Their first single, Young’s wonderful Nowadays Clancy Can’t Even Sing, was widely ignored despite some regional action, and a second single, Everybody’s Wrong, stiffed. The third was quite impossible to disregard. Paul Williams, selecting For What It’s Worth as one of the 100 best singles of all time, calls it “one of the greatest topical songs of its era—but, if I may say so, the record is even better than the song.” That’s because its melody, performance, and overall sound match the power of the lyrics. “The sound of For What It’s Worth is absolutely electrifying . . . First thing we hear: Neil Young’s gentle, penetrating, hauntingly beautiful guitar, followed by an equal, awesome gentleness in the rhythm and vocal performances. The tempo achieved is unique to this record; and it’s certainly a rare rock and roll performance that draws its power from its modesty. Stephen Stills’ vocal is brilliantly underplayed: the calmer his voice is, the more we feel the strength of his conviction and the earnestness of his simple request that we direct our attention here.”

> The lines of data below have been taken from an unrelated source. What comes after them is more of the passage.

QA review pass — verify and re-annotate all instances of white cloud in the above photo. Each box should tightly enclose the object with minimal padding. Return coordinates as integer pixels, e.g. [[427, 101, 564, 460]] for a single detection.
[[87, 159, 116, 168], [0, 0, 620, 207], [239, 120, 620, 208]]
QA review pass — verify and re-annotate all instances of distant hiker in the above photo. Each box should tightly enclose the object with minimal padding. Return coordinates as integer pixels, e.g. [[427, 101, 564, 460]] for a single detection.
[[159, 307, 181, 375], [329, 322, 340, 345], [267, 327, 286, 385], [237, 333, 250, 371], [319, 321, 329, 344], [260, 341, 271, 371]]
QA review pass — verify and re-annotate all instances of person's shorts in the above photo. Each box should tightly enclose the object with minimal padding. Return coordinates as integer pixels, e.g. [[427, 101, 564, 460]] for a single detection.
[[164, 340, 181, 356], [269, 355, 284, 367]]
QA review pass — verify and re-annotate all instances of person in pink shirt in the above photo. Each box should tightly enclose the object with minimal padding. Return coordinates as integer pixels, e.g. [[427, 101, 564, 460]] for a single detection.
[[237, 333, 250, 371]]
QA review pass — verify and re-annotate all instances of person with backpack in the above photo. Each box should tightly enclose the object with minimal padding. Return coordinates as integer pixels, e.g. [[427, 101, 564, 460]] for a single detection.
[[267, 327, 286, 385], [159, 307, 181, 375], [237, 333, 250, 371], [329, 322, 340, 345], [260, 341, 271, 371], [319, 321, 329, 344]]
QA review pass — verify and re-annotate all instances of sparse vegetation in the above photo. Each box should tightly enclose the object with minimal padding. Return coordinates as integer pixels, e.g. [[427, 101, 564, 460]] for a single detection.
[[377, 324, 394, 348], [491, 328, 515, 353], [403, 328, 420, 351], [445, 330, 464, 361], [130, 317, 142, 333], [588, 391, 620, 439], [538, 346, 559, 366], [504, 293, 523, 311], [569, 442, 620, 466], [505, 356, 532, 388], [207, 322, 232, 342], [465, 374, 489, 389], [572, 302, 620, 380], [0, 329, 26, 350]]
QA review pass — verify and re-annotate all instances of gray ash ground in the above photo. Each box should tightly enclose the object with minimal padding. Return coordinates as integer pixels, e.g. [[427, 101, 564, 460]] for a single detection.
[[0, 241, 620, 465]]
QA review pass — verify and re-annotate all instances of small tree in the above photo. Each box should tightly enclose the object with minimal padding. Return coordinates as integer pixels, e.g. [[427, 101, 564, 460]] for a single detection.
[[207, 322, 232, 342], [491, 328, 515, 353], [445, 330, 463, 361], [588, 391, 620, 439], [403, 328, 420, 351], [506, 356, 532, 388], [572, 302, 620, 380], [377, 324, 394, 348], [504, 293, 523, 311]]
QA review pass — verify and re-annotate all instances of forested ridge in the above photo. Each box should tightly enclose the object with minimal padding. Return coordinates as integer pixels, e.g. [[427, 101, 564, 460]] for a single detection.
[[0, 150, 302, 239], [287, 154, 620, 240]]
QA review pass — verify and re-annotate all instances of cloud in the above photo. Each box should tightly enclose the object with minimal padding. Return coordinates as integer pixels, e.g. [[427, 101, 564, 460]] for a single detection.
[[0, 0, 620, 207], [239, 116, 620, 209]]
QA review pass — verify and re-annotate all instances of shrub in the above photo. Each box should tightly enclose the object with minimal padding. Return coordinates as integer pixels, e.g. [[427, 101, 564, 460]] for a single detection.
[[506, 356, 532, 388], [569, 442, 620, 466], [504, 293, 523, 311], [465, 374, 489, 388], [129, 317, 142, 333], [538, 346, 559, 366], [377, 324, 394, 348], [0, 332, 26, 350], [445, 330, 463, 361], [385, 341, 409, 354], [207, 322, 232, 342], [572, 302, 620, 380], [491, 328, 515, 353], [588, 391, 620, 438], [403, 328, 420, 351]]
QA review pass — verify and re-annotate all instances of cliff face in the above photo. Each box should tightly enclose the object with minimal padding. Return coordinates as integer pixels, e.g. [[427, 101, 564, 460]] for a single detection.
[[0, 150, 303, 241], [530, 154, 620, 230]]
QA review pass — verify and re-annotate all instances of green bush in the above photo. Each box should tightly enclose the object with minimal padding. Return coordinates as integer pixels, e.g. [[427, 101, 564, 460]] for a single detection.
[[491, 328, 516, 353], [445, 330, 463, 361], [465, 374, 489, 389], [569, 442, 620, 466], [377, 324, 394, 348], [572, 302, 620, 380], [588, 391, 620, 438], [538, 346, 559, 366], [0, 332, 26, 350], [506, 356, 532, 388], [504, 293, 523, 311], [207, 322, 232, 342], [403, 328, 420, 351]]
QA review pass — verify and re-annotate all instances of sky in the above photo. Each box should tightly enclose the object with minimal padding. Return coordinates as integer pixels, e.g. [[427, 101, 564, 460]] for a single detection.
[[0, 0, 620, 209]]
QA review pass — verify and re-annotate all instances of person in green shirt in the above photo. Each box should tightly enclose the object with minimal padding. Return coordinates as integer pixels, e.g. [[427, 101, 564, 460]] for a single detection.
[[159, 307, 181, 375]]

“The message is spiritual as well as political,” suggests Williams. “Stills criticizes the police state and the paranoia it creates, its destruction of spirit, and at the same time ... cautions its listeners that they themselves have the power to determine whether or not they will let fear rule their lives . . . The song is a call to awareness and, at least implicitly, resistance, but there is also a plea for brotherhood, a rejection of ‘us and them’ thinking. In short, most of the vital issues are touched on, issues that confuse us to this day.”— The Staple Singers, who were in the process of crossing over from gospel, hit the charts with their own distinctive version of the song in September 1967. Amazingly, this proved to be the only hit by the virtual supergroup, from which Stills and Young went on to individual stardom, with Furay co-founding the group Poco.